Esse amor externo, deferentemente do interno, varia de intensidade, pois no amor próprio nós amamos a nós mesmos, e nós somos sempre a mesma pessoa, enquanto que no amor externo nós amamos várias pessoas, e é utopia dizer que amamos todas as pessoas da mesma forma e com a mesma intensidade.

Tendo consciência ou não, todos nós temos nosso próprio padrão que, ao ser repetido em outras pessoas, criam o amor. Só o fato de esses padrões existirem já comprova que a vontade de amor existe dentro de nós. Eu, por exemplo, sempre crio afeição com pessoas que considero inteligentes ou sensíveis, e para a inteligência e a sensibilidade eu tenho meu próprios valores de intensidade. É por isso que o amor só existe onde há afinidade. Assim, usando exemplos clássicos, eu admiro Goethe pela sensibilidade e Platão pela inteligência. São valores pessoais, e nesse sentido cada um acaba encontrando os seus, não existindo valores universais. Se há afinidade, há amor, e isso acaba sendo universal.

Usando como exemplos os meus valores pessoais, eu acabo voltando aos conceitos de amor amplo e amor profundo, pois no amor amplo(que engloba muitas pessoas) nós amamos cada pessoa por uma característica.
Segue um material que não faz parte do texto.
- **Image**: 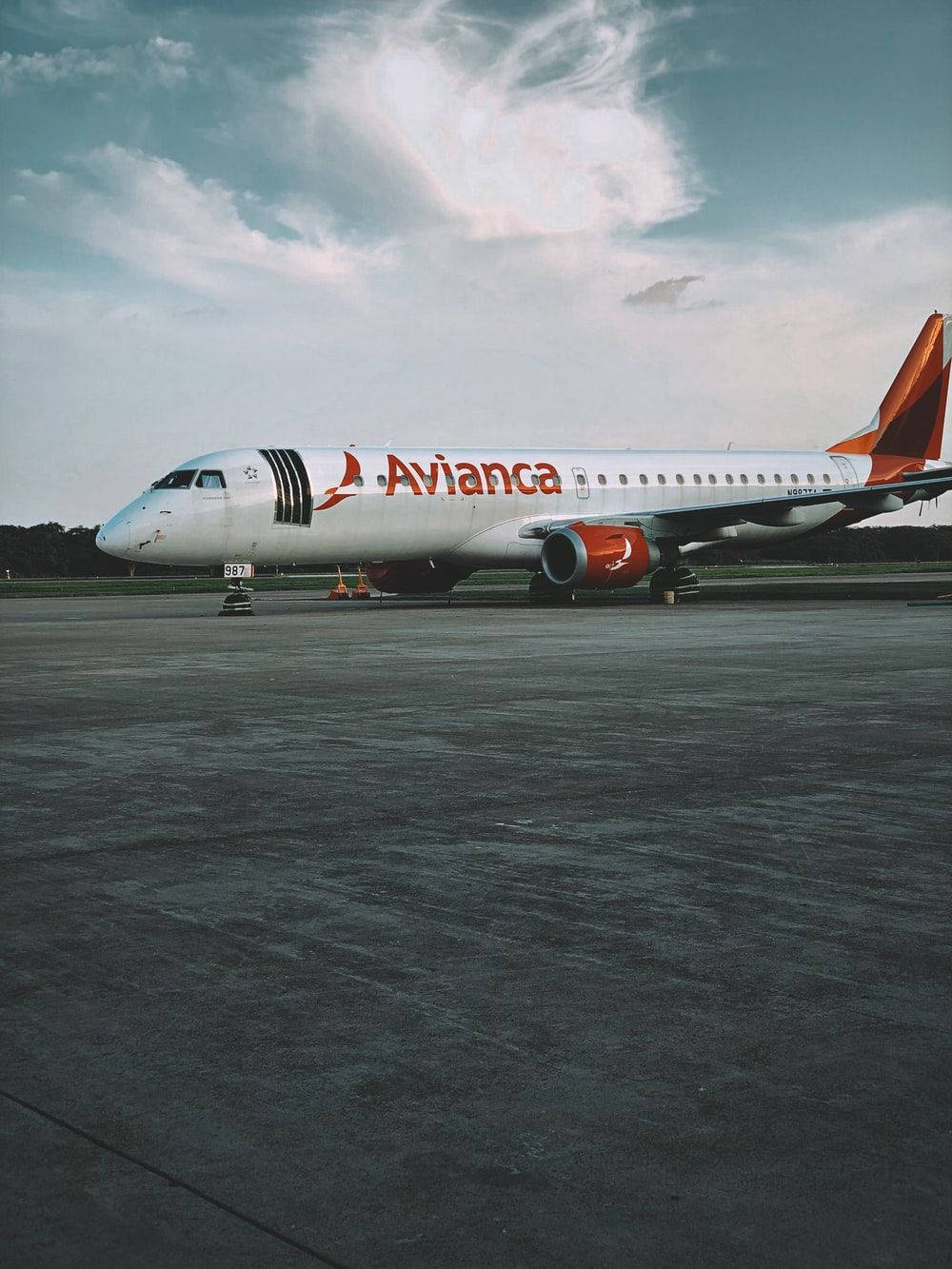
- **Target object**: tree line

Assim, vivendo num amor amplo(que acaba presumindo a poligamia) eu poderia amar uma pessoa pela inteligência e outra pela sensibilidade, numa relação instável onde uma compensa a falha da outra.

É um tipo de amor complicado pela instabilidade, e por isso eu prefiro o profundo, mas essa questão só pode ser julgada subjetivamente, pois o amor em si é tanto amplo quanto profundo, mesmo que em termos práticos nós sejamos forçados a fazer uma escolha.

Subjetivamente, eu deixo o amor amplo como sendo o amor reservado aos amigos.

O amor profundo, por outro lado, não tem necessidade de compensação. Se eu amo uma pessoa profundamente é porque, segundo a minha visão das atitudes idéias dessa pessoa, ela tem a sensibilidade e a inteligência que me atraem. Ou seja, é uma pessoa que não tem só uma afinidade parcial, mas que tem uma afinidade completa, e que pode estabelecer um vínculo profundo.

Esse amor, para mim, está associado ao romantismo: até hoje só conheci uma pessoa que despertou esse amor profundo.

A vontade de amor, aplicada nesse sentido, também pode ser chamada de vontade de felicidade, pois o amor é o que nos trás a felicidade real, sendo as outras coisas(tais como dinheiro e fama) apenas alegrias passageiras e quiméricas.

A Vontade de amor é, assim, a vontade de encontrar a Deus, porque Deus é amor. Não vale aqui entrarmos em questões intelectuais sobre a existência de Deus enquanto conceito metafísico, e é por isso que, apesar de respeitar as religiões, a minha é o amor.

Só que Deus é uma entidade que cria a sensação de correspondência desse amor, e é por isso que as religiões não estão nem perto de acabar.

Porque o amor real é interpessoal. Amor não correspondido não existe: nós projetamos e nos apaixonamos por um fantasma, nesses casos. Para conhecermos uma pessoa ao ponto de amá-la, ela deverá, fatalmente nos conhecer, e se há afinidade real o amor cresce de forma proporcional e em ritmos, se não iguais, muito próximos.

O amor é irracional, mas não é por isso que deve ser negado. Pelo contrário, o amor deve ser afirmado de todas as maneiras. A Vontade de amor é vontade de vida.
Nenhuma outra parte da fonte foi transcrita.